室内もエクステリア同様で、内燃機モデルから乗り換えたとしても違和感はないだろう。昨今はスタートボタンを押してもエンジンが唸らないハイブリッドのようなクルマは珍しくないし、センターコンソールには、シフトスイッチやクリスタルガラス製の大型ダイヤルも備わっている。結論から先に言えば、仕上がりは素晴らしい。内燃機モデルと同等の扱いやすさと、BEVの静粛性、力強さが高いレベルでマッチングしている。“M”のアルファベットを含むパフォーマンスモデルらしくスポーティだ。
ステアリングの左側に付いているパドルスイッチを引きスロットルを踏み込むと、メーターパネルが専用表示に切り替わる。そして迫力あるサウンドとともに、今まで感じたことがないほどの圧倒的なブースト加速が始まる。パフォーマンスはM5 (BMW M社が手がける最も走りに特化したモデル)を軽く凌駕するほどの動力性能の持ち主だった。
そうした動力性能の一方で、乗り心地や室内の広さといった快適性能もフラッグシップらしく確保されている。サスペンションはフロントにコイルスプリング、リアにエアサスペンションという珍しい組み合わせだが違和感はない。むしろステアリングから伝わる前輪の印象はスポーティで、リアシートはゆったりとした乗り心地という“いいとこ取り”が成立している。
一充電あたりの走行距離はWLTPモードで455km。実際には400km程度走ってくれるので、日帰りゴルフであれば出先で充電する必要はない。デメリットがあるとすれば、旅先における充電問題だが、すぐに慣れてしまうと言える。今年最後になって本命のクルマがやってきた、i5 M60 xDriveはそう断言したくなるような一台だ。

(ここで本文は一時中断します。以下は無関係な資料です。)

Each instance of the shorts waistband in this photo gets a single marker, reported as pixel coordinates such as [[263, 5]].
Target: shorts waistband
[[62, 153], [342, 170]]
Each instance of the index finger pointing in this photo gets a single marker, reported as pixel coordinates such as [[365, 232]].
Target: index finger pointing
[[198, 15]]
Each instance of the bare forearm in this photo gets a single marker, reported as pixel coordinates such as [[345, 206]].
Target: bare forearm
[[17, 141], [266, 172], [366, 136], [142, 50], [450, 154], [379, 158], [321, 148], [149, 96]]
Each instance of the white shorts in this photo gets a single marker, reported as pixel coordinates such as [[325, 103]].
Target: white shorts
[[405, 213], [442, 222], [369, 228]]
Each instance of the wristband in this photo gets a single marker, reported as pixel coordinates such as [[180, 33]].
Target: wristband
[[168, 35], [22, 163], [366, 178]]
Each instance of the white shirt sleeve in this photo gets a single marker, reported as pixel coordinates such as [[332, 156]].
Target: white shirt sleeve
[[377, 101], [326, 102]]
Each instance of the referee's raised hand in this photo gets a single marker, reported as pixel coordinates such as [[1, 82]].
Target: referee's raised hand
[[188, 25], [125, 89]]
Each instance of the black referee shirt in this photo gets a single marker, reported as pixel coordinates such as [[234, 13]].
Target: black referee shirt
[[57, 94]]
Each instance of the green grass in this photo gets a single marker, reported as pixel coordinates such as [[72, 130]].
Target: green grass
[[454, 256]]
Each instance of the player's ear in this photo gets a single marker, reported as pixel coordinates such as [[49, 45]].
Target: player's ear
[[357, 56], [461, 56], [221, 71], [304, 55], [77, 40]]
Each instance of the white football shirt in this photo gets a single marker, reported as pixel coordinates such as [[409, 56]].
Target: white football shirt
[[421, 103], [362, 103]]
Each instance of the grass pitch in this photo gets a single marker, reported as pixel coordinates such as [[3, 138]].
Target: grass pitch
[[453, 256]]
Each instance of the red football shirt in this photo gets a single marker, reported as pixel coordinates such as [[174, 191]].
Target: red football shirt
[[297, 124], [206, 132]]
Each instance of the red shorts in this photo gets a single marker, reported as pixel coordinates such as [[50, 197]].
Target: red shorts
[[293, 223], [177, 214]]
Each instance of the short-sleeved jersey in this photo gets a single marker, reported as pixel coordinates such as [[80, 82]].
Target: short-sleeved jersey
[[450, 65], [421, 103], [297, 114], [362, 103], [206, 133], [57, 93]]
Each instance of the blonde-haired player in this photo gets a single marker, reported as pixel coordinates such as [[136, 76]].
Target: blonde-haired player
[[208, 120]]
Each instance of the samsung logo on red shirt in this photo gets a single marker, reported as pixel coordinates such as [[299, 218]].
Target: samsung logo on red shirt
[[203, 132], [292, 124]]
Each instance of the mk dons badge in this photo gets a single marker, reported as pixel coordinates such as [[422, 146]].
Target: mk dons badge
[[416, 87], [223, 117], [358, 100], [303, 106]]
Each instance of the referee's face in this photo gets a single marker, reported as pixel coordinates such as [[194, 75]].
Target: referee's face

BMW i5 M60 xDrive 車両本体価格: 1548万円(税込)
- ボディサイズ | 全長 5060 X 全幅 1900 X 全高 1515 mm
- ホイールベース | 2995 mm
- 車両重量 | 2380 kg
- システム最高出力 | 601 ps (442 kw)
- システム最大トルク | 795 Nm
- バッテリー容量 | 81.2 kWh
- 一充電走行距離 | 455 ㎞(WLTCモード)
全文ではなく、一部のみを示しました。